Stein's uses of experimental psychology are noteworthy in part because the literary texts she produced with their help are also explicitly experimental. In Three Lives (1903) and The Making of Americans, she tests the implications of newer theories of consciousness, personality, and intelligence for narrative structure. Her narrative representations of individual emotional development over time (as in her depiction of Jeff Campbell in "Melanctha") reflect James's contention that, to the perceiving human mind, there is only the present moment: instead of describing Jeff's feelings for Melanctha as evolving toward and later away from love, Stein's narrator repeatedly presents discrete and absolute impressions of Jeff's attitudes, using words like "always" and "never." Likewise, her portrayal of Melanctha's friend Rose Johnson, which was influenced by Stein's medical school encounters with uneducated black women, echoes developing psychomedical discourses about the eugenic dangers presented by "feeble-minded" African Americans and immigrants. "Melanctha" opens with the death of Rose's baby from neglect, an event that is narrated without emotion and then "forgotten" until much later in the text, much in the same way that Rose "forgets" the baby itself. The disengaged, emotionally flat narrative style and chronology of "Melanctha" are presented as analogous to the underdeveloped, disordered mind of Rose Johnson, a woman whose inability to respond to Melanctha's emotional pain ultimately contributes to the death of the text's title character.

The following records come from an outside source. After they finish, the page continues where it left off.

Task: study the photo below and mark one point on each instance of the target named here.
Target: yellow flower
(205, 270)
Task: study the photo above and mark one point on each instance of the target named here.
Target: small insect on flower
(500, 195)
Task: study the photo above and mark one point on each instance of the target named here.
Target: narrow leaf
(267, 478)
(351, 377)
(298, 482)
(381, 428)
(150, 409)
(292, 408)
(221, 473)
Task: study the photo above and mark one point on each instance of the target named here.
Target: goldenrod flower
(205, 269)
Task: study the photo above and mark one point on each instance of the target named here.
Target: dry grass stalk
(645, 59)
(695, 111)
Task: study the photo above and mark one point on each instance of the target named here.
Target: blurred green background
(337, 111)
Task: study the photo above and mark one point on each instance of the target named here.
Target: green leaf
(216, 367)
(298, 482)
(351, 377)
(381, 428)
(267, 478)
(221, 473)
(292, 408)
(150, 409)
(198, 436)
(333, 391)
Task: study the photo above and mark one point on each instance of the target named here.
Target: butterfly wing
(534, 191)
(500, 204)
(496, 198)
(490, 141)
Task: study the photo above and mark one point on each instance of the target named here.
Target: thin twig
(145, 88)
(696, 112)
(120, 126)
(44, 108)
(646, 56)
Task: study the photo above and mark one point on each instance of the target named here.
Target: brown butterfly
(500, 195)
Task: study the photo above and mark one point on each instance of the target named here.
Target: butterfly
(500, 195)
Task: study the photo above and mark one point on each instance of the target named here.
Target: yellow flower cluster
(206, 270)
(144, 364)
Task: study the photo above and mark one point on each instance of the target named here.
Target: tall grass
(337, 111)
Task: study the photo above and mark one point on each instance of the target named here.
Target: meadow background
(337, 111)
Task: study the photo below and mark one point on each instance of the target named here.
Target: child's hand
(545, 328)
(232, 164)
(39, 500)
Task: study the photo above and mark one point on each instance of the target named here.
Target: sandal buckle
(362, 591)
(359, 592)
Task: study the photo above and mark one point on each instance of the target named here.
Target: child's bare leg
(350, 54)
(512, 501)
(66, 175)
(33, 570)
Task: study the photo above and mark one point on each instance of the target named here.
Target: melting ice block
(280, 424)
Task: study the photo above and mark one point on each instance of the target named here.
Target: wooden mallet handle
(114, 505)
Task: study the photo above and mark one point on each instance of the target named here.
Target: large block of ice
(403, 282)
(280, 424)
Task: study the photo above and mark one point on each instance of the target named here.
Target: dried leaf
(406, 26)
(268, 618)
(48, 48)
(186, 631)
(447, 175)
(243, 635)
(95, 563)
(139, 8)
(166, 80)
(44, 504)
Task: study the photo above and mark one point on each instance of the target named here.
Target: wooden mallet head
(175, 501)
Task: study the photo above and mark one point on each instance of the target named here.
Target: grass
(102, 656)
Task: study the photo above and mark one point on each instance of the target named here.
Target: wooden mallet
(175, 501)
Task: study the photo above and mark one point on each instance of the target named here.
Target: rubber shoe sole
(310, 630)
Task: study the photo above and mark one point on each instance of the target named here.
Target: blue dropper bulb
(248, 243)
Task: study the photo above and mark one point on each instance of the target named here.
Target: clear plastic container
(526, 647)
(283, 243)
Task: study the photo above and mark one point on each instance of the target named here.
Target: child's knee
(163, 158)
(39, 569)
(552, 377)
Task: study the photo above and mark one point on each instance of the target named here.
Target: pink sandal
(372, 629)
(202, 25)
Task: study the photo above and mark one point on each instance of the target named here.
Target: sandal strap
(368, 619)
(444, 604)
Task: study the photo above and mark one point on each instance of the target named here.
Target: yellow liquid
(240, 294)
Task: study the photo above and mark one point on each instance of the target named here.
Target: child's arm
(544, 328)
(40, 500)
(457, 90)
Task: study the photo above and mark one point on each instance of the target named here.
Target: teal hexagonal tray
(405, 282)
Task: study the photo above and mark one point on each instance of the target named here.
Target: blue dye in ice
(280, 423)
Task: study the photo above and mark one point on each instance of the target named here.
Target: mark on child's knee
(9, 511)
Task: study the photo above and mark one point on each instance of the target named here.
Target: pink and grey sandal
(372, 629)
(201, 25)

Though Stein's experimental work with psychological theories was unusual in the period, she was obviously not the first American writer to weave contemporary psychology into fiction. At the turn of the nineteenth century, Charles Brockden Brown had infused Lockean ideas about perception and reason into Edgar Huntley (1799), whereas both Fanny Fern's Ruth Hall (1854) and Walt Whitman's Leaves of Grass (1855) referred at many points to phrenological theories of personality popular at mid-century. Insofar as the phrenological penchant for categories of thought and behavior may have influenced Whitman's development of a "cataloging" style, his use of contemporary psychology might also be said to be experimental in somewhat the same way as Stein's was. By the end of the nineteenth century, U.S. novels—like their realist counterparts in England and France—regularly incorporated what might be called "lay" or philosophical/psychological observations about region, social class, and gender into their closely focused treatments of individual thinking and perception.
THE SIGNIFICANCE OF FREUD'S 1909 CLARK UNIVERSITY LECTURES
Around 1910, as somatic psychology waned, the currents of experimental, psychometric, forensic, and psychoanalytic psychology flowed with increasing force into both literary and journalistic discourse. In the decade that followed this infusion, the English translation of Sigmund Freud's 1909 Clark University lectures would appear to have been the most influential psychological event in U.S. culture; as the examples of Howells, Mark Twain (1835–1910), Pauline Hopkins, Henry James (1843–1916), Edith Wharton (1862–1937), Kate Chopin (1851–1904), Frank Norris (1870–1902), Theodore Dreiser (1871–1945), and Jack London (1876–1916) attest, however, the literary importance of psychoanalytic theory needs to be assessed within the contexts of the psychological discourses (academic and otherwise) that had been developing over the previous two decades. In keeping with the hegemonic tradition of philosophical/theological psychology, a writer such as Mark Twain, for instance, refined realist techniques for representing consciousness in order to explore Huck Finn's uncertainties about the ethical bonds of friendship with a slave. In The Ambassadors (1903) and The House of Mirth (1905), likewise, James and Wharton narrated fictional minds capable of the most subtle moral equivocation in the areas of social class and marital politics. Within Pauline Hopkins's novel Contending Forces (1900), William James's ideas about double consciousness and spiritualism help explain her African American character's decision to pass as a white American. As Cynthia Schrager (1997) has shown, James's theory probably influenced African American sociologist W. E. B. Du Bois's own version of double consciousness, articulated in his 1903 The Souls of Black Folk.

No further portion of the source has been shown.